Andrew Dismore, co-ordinator of the Access to Justice Action Group, said it was “disgraceful” that the debate on part 2 of the bill dealing with the Jackson reforms had not been allocated sufficient time throughout the parliamentary process, after it was again squeezed on Wednesday. This meant that important issues such as recoverable after-the-event insurance for disbursements were not even debated.
He was especially disappointed that the vote on putting the 10% increase in damages on the face of the bill was lost. Mr Dismore argued that the government was storing up a “serious practical problem” as he did not think the Court of Appeal would have the ability under the common law – as the Ministry of Justice intends – to implement the uprating.
Unlike the much-cited case of Heil v Rankin, where the Court of Appeal recognised that damages had fallen behind where they should be and uprated them, Mr Dismore said in this situation the move was merely to ameliorate the impact of the end of recoverability; Lord Justice Jackson has himself said he does not think damages are too low.

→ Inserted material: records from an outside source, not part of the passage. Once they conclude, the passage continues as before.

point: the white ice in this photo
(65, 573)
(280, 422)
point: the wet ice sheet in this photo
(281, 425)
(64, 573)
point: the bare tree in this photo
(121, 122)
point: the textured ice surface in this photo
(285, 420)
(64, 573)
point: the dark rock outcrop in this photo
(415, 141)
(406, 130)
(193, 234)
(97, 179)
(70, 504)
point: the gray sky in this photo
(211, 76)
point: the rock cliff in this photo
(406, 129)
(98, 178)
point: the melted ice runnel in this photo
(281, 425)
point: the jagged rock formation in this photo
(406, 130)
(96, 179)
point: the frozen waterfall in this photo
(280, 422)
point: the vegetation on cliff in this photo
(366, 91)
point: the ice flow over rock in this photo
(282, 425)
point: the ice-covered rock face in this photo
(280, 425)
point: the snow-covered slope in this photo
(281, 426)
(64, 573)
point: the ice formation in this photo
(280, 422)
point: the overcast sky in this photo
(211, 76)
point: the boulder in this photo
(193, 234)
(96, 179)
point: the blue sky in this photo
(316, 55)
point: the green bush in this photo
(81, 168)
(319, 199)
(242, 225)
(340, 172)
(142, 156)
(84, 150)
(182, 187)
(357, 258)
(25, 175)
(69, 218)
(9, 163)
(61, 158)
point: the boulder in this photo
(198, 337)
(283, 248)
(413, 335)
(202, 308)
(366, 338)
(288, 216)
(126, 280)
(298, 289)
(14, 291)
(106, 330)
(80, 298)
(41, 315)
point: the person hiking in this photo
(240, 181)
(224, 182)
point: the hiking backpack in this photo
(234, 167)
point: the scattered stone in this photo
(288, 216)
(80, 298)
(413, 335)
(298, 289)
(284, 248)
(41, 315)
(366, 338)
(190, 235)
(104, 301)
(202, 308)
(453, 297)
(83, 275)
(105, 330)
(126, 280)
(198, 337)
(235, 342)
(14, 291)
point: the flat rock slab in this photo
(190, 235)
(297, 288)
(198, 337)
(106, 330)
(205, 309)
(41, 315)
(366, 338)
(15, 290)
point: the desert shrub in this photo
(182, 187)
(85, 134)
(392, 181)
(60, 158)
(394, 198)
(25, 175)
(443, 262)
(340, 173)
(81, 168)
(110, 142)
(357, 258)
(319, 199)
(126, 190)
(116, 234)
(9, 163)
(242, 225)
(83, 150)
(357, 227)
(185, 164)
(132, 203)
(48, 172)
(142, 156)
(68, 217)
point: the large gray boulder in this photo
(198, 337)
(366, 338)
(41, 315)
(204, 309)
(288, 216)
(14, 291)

“Where’s the legal principle that says you can do it as a quid pro quo?” he asked, insisting that the change needs to be a statutory one, as it was to increase the discount rate, for example.
He added that if there was to be a case in the Court of Appeal next spring, when the rest of the Jackson reforms are due to be implemented, it needs to be started now.
Nigel Muers-Raby, chairman of the Consumer Justice Alliance, said: “It’s disappointing that the government appears to have a closed mind even to the extent that it seems unable to understand that the proposed amendments don’t undermine the whole ‘architecture’ of the Jackson bill.
“If this is really their concern, how do they reconcile their own picking of parts of Jackson. The Consumer Justice Alliance hopes the government might yet see the error of its ways during the third reading – if it doesn’t, the bill will have a wholly damaging effect on innocent victims. We maintain that these reforms are wrong in principle and unworkable in practice.”